Se in uno Stato di diritto la modifica (permanente) delle norme procedurali che sia finalizzata esplicitamente ad una occasio non può non incontrare diffidenza, la deroga temporanea solleva invero il fondato sospetto che la volontà parlamentare si sia formata in modo deviato, mossa da finalità opache o inconfessabili.

4. In contrario si potrebbe addurre che la finalità, in questo caso, è palese e legittima, e consiste nella necessità di far presto. Quanto già detto sullo statuto delle norme procedurali va allora precisato in questo senso : che esse non sono scritte per i tempi nei quali tutto va bene, quando i problemi si possono affrontare con calma e ponderazione.

Al contrario le regole procedimentali della Costituzione sono state scritte proprio per evitare che in tempi difficili, sull’onda dell’emergenza, prevalga la necessità della decisione nel senso indicato – tragicamente – da Carl Schmitt.

Egli invero riteneva che la Costituzione scritta, con le sue procedure, serve a regolare la politica ordinaria, ovvero la gestione quotidiana della vita collettiva. Ma quando all’orizzonte insorgono veri conflitti, l’unica norma applicabile – a dispetto della Costituzione formale e di tutte le sue garanzie – diventa quella, non scritta, che attribuisce il potere di decisione a chi ha la forza di di imporla : a chi può offrire una soluzione immediata, per quanto opinabile, che vale non perché è frutto di un ragionamento pubblico e collettivo, ma perché può contare sull’adesione puramente emotiva dei cittadini.

Ora, è evidente che il soggetto capace di assumere su di sé un potere del genere non può essere il Parlamento : la rappresentanza non è il regno della decisione unilaterale e immotivata.

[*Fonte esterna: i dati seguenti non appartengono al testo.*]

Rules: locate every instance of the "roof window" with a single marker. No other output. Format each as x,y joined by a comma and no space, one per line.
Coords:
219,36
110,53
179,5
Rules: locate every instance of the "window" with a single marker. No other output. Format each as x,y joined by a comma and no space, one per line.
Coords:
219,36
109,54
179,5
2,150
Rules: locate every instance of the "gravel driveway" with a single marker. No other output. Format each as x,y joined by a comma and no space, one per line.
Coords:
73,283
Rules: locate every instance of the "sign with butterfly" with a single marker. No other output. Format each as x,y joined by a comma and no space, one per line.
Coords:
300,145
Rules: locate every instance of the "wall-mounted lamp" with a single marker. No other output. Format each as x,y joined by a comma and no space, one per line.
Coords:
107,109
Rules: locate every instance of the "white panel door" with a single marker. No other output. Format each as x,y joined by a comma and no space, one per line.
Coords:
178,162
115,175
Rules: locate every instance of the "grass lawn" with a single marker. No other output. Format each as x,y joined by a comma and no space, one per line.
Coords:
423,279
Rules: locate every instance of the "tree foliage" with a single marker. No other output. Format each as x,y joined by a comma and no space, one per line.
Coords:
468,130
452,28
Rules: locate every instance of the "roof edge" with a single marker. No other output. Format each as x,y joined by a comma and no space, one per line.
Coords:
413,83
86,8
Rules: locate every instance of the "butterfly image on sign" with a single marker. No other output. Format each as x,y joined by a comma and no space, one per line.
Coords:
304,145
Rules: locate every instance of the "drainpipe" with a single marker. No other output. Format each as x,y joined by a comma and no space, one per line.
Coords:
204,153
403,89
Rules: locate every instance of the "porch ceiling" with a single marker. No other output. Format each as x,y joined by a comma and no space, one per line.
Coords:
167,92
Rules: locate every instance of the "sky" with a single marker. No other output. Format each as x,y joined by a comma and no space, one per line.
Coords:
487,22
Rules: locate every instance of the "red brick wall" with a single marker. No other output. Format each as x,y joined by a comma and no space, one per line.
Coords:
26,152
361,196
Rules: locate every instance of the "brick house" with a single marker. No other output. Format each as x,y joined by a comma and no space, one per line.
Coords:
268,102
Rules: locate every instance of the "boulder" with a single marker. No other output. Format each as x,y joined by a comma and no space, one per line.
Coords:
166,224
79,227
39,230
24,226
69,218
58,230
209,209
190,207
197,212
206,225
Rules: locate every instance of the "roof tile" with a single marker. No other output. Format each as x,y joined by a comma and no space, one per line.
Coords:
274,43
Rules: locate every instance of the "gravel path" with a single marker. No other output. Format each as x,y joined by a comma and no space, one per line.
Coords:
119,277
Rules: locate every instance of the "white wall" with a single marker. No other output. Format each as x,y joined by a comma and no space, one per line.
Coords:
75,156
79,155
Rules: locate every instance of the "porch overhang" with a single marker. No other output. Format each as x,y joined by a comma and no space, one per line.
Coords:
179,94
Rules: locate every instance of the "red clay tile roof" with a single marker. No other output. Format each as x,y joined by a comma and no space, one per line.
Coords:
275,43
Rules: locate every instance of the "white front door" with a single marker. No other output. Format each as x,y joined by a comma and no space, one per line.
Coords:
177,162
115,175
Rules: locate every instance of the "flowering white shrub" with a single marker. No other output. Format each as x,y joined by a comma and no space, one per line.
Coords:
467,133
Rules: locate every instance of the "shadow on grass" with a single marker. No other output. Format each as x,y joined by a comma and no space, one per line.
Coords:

Il Parlamento può soltanto prestarsi a sancire formalmente una decisione assunta altrove. Ma è appunto questo che la Costituzione repubblicana, nelle disposizioni contenute negli artt. 70, 72, 76, 77, e massimamente nell’art. 138, vieta : che le Camere rinunzino al proprio ruolo.

Il d.d.l. cost. è quindi complessivamente incostituzionale non solo in quanto illegittimamente deroga alla norma procedurale suprema (l’art. 138 Cost.), ma anche perché la deroga, in concreto, corrisponde, dettagliatamente e sistematicamente, alla ratio di ridurre, semplificare e affrettare il confonto parlamentare.

In definitiva, sarebbe esiziale per il Parlamento e per l’intero sistema trattare la revisione della Costituzione come se fosse la conversione di un decreto legge. Eppure è quello che rischia di avvenire con il d.d.l. cost. n. 813, se verrà approvato e ancor di più se verrà approvato con la maggioranza dei due terzi, precludendo la proposizione del referendum popolare.